Somatic mutations in HNSCC. (A, B) Distribution of highly variant mutated genes correlated with TME score groups. The upper bar plot indicates overall survival (OS), TMB and TME score for each patient, whereas the left bar plot shows the mutation frequency of each gene in separate TME score groups [high (A) and low (B) TME score groups]. TME score, grade, overall survival status, gender, age, smoking, alcohol frequency, daily alcohol, HPV P16 status and HPV ISH status are shown as patient annotations. (C) Mutation percentage of common mutated genes in the TME score groups. (D) Genome variant classification. (E) Genome variant type. (F) Single nucleotide variant class.

Figure 5

Mutational signature of the TME score groups. (A, B) Distribution of mutation type frequency in the high (A) and low (B) TME score groups. (C–H) Mutational signatures identified in the high (C–F) and low (G–H) TME score groups, respectively. The y-axis indicates exposure of 96 trinucleotide motifs to overall signature. The plot title indicates best match against validated COSMIC signatures and cosine similarity value along with the proposed aetiology.

Figure 6

CNV analysis in HNSCC. (A–D) CNV at arm level.
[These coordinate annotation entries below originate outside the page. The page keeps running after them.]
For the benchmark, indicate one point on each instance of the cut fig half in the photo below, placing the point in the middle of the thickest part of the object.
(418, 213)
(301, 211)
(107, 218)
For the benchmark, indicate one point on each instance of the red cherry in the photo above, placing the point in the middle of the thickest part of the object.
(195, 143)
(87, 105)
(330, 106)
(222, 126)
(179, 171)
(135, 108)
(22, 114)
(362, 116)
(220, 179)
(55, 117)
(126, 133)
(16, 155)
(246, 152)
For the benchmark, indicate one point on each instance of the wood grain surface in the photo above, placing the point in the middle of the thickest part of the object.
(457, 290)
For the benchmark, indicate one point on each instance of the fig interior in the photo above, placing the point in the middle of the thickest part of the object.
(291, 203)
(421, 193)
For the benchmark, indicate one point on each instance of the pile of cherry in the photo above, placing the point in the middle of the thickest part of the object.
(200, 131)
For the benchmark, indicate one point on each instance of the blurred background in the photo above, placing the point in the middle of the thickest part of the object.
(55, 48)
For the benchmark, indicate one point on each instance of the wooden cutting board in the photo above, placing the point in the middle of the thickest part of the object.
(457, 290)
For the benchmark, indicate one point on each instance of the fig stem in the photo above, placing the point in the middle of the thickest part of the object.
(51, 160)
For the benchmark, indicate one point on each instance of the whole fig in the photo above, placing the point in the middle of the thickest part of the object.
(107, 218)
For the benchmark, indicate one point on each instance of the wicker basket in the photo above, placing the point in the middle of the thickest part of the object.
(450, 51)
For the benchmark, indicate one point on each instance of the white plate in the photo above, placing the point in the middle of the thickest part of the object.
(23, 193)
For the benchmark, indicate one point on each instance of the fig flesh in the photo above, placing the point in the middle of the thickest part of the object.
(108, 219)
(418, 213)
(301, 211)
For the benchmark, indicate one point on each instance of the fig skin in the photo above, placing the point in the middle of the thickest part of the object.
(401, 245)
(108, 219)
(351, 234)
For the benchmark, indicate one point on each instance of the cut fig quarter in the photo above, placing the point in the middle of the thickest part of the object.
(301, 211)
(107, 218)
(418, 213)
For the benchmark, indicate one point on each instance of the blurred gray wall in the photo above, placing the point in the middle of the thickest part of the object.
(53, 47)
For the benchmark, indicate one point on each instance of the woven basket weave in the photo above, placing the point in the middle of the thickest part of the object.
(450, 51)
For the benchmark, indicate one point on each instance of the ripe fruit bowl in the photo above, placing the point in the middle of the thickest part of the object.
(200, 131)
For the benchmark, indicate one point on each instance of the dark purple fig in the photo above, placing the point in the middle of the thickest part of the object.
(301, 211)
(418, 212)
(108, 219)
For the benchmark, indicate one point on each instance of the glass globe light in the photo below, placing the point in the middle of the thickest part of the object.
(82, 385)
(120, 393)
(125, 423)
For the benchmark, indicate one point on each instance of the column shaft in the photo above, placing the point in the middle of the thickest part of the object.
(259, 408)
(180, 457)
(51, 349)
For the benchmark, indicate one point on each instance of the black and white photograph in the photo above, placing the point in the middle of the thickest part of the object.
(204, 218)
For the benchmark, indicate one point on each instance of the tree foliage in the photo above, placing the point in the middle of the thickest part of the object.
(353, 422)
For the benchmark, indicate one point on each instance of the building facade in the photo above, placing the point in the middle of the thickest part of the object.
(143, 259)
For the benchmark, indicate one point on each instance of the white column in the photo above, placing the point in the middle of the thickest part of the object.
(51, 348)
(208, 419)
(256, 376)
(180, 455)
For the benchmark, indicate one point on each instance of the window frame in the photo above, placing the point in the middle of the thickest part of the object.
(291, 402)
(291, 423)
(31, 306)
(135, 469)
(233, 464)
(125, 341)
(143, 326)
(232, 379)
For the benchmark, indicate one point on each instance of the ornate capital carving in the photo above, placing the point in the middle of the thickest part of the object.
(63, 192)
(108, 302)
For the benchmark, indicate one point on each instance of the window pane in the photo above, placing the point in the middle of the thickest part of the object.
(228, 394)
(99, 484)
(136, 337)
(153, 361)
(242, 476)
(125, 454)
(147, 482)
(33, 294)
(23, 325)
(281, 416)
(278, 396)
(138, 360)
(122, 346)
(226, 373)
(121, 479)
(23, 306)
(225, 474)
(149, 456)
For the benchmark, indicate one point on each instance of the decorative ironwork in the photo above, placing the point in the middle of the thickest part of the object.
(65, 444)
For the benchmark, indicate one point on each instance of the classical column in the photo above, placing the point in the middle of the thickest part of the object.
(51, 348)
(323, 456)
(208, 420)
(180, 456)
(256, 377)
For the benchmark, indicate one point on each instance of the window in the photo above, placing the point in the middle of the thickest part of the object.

The bar graphs show the frequency of arm-level CNV amplification (A, B) and deletion (C, D), the vertical axis denotes chromosome arms. (E–H) CNV at focal regions detected by GISTIC v2·0. Regions of recurrent focal amplifications (E, F) and focal deletions (G, H) in the high and low TME score groups are plotted by false discovery rate (x-axis) for each chromosome (y-axis). Dashed lines represent the centromere of each chromosome.

Figure 7

Clinical and integrated genomic landscape of HNSCC with the TME score phenotype. (A) Comprehensive genomic landscape of HNSCC. (B) Prediction immunotherapy effect of TME score by ROC analysis.